Even for these 18 countries, the debt relief is very partial and is
nowhere near complete cancellation. It mainly concerns only some
bilateral debt and the debt held by the World Bank and the African
Development Bank, which amounts to a very small proportion of the
total debt of the concerned countries. The British proposal only
intended to take over repayments between now and 2015.

The total financial burden on the G-8 of the entire operation would
amount to some $2 billion a year, which should be compared to the
estimated $350 billion annually devoted by the G8 to farming subsidies
or the $700 billion spent by the G-8 on military expenditure. The
annual amount spent by all these G-8 countries put together for the
announced cancellation is less than half of the amount the US
government spends every month on its continued illegal occupation of
Iraq. Even this trivial amount for the US would be financed through
the US development aid budget, reducing aid provided elsewhere and not
involving any additional resources.

It is true that the current deal is an improvement on the HIPC
initiative in that what has been agreed upon is a real cancellation
that would bear on the principal of the debt, rather than simply a
financial contribution towards the debt service paid to multilateral
institutions. But even so, the announced cancellations would not even
amount to a complete cancellation of debt for these 18 countries, who
would still have to deal with a large amount of multilateral debt.

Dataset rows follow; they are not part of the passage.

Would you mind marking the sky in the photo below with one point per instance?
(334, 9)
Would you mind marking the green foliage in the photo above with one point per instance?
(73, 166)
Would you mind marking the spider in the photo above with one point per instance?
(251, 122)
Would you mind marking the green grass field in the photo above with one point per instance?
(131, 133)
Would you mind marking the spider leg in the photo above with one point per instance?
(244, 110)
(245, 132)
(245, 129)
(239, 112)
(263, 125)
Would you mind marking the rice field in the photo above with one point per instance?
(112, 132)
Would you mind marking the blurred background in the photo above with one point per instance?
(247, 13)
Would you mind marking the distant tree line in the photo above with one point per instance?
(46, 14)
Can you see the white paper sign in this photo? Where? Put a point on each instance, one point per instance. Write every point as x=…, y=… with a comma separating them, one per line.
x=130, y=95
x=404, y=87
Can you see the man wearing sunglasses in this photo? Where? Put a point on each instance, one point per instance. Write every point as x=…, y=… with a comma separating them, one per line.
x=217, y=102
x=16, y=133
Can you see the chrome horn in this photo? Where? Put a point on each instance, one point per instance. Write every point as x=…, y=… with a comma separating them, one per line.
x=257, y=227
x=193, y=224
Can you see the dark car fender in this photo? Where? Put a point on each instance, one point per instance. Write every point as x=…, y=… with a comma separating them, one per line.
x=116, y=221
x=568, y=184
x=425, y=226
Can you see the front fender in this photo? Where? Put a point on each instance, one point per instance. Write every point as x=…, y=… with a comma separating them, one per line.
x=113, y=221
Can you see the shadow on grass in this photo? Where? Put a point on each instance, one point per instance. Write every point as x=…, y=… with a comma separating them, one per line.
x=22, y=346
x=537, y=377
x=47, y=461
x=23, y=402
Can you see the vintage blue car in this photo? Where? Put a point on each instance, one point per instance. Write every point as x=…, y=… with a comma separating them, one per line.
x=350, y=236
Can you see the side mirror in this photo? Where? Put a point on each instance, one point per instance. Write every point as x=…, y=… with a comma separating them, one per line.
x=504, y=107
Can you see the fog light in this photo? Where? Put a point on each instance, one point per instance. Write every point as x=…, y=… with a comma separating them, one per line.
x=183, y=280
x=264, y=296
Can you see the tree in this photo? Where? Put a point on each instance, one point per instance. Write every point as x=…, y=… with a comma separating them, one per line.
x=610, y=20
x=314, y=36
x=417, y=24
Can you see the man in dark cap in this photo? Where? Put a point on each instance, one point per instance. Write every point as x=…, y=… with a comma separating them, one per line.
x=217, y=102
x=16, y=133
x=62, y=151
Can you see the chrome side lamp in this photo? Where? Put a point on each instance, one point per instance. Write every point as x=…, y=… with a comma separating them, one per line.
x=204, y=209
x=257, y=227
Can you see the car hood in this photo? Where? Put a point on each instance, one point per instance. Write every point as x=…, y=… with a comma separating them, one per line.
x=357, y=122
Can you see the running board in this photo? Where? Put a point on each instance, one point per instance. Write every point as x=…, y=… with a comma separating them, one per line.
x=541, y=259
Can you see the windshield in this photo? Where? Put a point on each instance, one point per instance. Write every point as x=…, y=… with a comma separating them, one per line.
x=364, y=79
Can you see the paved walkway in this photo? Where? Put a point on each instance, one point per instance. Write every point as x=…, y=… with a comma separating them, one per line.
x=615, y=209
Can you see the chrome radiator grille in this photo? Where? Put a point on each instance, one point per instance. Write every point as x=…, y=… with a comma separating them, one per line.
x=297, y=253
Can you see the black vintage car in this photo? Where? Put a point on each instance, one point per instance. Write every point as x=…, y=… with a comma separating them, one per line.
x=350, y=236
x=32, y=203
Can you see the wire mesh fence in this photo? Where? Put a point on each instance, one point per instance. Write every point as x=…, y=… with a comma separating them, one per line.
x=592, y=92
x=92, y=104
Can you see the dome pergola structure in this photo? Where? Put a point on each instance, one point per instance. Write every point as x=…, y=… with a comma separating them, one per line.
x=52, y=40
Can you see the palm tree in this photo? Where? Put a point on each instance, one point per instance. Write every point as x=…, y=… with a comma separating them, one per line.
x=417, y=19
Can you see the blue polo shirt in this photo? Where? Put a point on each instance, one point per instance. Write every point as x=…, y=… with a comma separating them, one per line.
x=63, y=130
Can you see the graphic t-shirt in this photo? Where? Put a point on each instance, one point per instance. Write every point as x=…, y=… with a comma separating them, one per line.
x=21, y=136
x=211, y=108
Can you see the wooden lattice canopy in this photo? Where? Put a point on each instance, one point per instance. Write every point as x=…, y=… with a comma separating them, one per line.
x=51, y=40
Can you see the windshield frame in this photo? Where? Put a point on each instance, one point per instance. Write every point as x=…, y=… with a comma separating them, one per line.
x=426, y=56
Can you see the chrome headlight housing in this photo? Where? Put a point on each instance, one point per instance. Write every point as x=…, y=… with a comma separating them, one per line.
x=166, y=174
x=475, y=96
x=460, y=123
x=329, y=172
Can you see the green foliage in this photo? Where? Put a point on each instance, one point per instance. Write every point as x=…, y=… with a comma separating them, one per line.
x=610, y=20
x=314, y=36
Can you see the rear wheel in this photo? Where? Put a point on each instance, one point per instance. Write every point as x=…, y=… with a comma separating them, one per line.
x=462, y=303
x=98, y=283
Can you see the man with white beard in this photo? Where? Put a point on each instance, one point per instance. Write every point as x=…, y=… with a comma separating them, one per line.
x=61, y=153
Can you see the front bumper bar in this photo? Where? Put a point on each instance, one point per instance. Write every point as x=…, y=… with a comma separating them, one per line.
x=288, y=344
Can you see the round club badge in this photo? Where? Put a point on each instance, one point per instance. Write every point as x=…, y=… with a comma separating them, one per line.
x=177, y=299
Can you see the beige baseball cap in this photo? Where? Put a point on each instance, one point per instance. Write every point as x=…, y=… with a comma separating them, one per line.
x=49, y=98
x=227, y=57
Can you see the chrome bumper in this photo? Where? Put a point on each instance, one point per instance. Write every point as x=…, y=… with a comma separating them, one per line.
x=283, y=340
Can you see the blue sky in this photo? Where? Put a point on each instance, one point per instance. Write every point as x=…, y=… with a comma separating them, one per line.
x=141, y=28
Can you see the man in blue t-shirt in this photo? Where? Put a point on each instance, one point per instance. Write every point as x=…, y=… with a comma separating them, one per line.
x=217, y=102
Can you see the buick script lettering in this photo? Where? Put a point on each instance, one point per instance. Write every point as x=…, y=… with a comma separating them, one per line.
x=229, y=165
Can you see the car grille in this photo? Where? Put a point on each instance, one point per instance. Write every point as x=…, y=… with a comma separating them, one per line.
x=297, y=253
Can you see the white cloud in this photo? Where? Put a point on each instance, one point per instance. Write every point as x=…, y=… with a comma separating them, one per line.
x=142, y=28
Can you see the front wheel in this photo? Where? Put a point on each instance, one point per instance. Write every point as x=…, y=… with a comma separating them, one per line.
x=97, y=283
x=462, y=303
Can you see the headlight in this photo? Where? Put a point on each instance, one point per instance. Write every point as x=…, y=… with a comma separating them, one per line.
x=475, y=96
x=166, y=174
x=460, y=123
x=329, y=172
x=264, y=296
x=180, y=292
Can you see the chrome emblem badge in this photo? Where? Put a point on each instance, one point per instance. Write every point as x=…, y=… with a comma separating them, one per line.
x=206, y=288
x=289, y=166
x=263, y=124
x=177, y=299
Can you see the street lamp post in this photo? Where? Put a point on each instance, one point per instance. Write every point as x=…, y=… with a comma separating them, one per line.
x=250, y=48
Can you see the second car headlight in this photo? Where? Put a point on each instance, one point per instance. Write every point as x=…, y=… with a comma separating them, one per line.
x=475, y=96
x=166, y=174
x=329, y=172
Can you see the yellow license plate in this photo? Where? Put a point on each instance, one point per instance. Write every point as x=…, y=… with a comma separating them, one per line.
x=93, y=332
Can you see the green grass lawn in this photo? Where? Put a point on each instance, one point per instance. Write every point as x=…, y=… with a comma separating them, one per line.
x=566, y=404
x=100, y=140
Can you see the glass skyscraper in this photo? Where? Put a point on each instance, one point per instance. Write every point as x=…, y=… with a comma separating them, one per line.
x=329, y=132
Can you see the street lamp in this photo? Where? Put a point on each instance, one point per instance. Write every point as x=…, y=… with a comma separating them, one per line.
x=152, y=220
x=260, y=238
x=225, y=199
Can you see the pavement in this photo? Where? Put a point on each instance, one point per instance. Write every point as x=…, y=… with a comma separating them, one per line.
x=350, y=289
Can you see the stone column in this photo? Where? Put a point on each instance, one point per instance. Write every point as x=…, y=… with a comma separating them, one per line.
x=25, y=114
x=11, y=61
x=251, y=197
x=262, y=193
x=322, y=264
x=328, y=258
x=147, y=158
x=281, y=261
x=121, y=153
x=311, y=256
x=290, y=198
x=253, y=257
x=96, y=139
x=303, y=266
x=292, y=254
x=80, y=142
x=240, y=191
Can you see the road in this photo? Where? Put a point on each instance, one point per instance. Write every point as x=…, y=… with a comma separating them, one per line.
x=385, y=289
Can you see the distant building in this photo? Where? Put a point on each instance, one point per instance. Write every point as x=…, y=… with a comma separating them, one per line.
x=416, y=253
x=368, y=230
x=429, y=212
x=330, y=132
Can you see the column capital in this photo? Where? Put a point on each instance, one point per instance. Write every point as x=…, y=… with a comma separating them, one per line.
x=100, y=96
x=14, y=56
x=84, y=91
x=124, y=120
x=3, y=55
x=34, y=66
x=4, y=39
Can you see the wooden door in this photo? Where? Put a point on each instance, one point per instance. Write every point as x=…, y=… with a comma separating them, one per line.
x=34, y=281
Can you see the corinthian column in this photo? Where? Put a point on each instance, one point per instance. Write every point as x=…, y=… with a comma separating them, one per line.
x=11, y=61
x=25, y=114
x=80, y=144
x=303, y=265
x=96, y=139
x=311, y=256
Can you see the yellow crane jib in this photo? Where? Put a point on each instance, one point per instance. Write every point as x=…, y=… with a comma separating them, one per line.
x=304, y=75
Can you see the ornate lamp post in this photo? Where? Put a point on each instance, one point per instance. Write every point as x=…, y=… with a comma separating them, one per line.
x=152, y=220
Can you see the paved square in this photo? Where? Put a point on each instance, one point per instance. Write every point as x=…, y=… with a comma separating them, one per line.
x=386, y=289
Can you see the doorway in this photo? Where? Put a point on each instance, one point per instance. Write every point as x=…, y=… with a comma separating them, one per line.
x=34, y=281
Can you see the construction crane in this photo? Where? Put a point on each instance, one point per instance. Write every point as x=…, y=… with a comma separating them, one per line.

What do the recipient countries have to provide in return for this
munificence which will not even be noticed in the budgets of the
governments of rich countries? The answer is that they will have to
further sell their natural resources, their public assets, and deprive
their people of the basic conditions of a decent life, in order to
advance the profiteering by large corporations from the G-8 countries
and elsewhere.

The G8 decision represents a continuation of the HIPC initiative,
which insisted upon the imposition and intensification of heavily
neoliberal policies that have already ravaged poor debtor countries.
Consuder some of the main elements of the conditionalities:

• privatisation of natural resources and of strategic economic sectors
to the benefit of large multinational corporations;

• higher cost of health care and education, directly affecting the
access of the poor to these basic socio-economic rights;

• increases in VAT, a regressive tax, which means increased costs and
lower real incomes of ordinary people;

• free flow of capital, which leads to great volatility of exchange
rates and capital flight by the elite;

• lower tariff protection, which leads to thousands of small and
middle producers losing their livelihoods because they cannot compete
with imported goods.

It is not hard to see that this is a deal designed to further the
economic interests of imperialism, which has once again been sold
across the world as a huge concession made to the world's poor. In the
words of the poet, "After such knowledge, what forgiveness?"